Los Álamos será Okapi a finales de este 2020

M.B
-

Las obras en el restaurante de Las Moreras, que espera abrir este año, se encuentran paradas a la espera de una modificación de una parte del proyecto

Imagen del actual estado de las obras en la zona. - Foto: Jonathan Tajes

Los Álamos tendrá que esperar, al menos unos meses más, para volver a su funcionamiento. El restaurante, que fue una de las referencias de la zona de la playa de las Moreras, no abrirá sus puertas hasta finales de año. Y lo hará con nuevo nombre, Okapi. Ese es el planteamiento de la empresa que logró la adjudicación del espacio, Gastromorfosis, que ya cuenta con otro local de restauración en Valladolid, Atypikal, y pronto abrirá uno nuevo en Palencia. 
Las obras, que arrancaron el verano pasado, se encuentran ahora mismo paradas. «Con el tema del covid está todo paralizado. Además, hemos pedido una modificación de parte del proyecto, con lo que estamos a la espera de respuesta para continuar con las mismas», señala Borja López-Murias, uno de los socios de la empresa adjudicataria, que reconoce que para este verano «es imposible» abrir, pero que espera hacerlo a finales de año: «Queremos hacer bien las cosas». Las modificaciones no serían ni a nivel estructural ni de diseño, sino relacionadas con acometidas, saneamientos... De ahí esa paralización y esa imagen que se encuentran los vallisoletanos cuando pasan por la zona.
La inversión en este proyecto, cuya adjudicación se hizo tras dos intentos fallidos en 2012 y 2014, superará el millón de euros, con un canon de 36.000 euros al año y una concesión por 19 años y 9 meses menos un día, «pudiendo ser objeto de una prórroga única, por un plazo de 5 años».
El edificio dispone de casi 400 metros cuadrados distribuidos en dos plantas o niveles, a los que se añaden otros 200 metros cuadrados de terraza en dos zonas, una en la parte superior (paseo de Las Moreras), y otra en la parte inferior que solo se podrá instalar durante el periodo estival.
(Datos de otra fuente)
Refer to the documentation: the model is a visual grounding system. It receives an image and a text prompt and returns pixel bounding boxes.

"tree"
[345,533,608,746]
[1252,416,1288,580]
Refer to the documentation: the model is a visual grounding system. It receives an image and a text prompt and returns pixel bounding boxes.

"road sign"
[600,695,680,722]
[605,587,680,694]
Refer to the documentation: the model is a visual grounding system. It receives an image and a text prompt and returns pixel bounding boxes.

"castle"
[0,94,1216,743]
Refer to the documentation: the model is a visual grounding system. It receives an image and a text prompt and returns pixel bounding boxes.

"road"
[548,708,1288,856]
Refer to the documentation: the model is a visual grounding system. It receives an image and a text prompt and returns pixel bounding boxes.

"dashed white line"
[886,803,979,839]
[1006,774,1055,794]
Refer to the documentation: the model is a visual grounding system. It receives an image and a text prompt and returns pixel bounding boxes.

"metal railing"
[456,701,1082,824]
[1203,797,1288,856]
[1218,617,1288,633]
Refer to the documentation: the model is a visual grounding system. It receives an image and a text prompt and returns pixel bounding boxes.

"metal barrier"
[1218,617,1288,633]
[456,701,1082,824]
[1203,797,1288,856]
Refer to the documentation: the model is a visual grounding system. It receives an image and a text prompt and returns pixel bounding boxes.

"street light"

El diseño deja entrever dos grandes cristaleras por cada una de las zonas, y complementará la oferta de restauración de la zona, tras la apertura hace dos años de ‘La pera limonera’, en el antiguo chiringuito de la playa.
‘okupado’. En esta etapa de confinamiento, en la estructura interior del local se ha podido ver un colchón y una zona acotada en una de sus esquinas, que deja entrever que en el mismo han dormido personas sin hogar. Muy cerca, debajo de los puentes de Isabel La Católica o Condesa Eylo han pasado las noches estas semanas de pandemia varios sintecho y se baraja que alguno de ellos, que lo hacía en el de Santa Teresa, haya usado estos días la infraestructura que aún se mantiene en pie como lugar de cobijo. Este fin de semana se iba a proceder a su limpieza.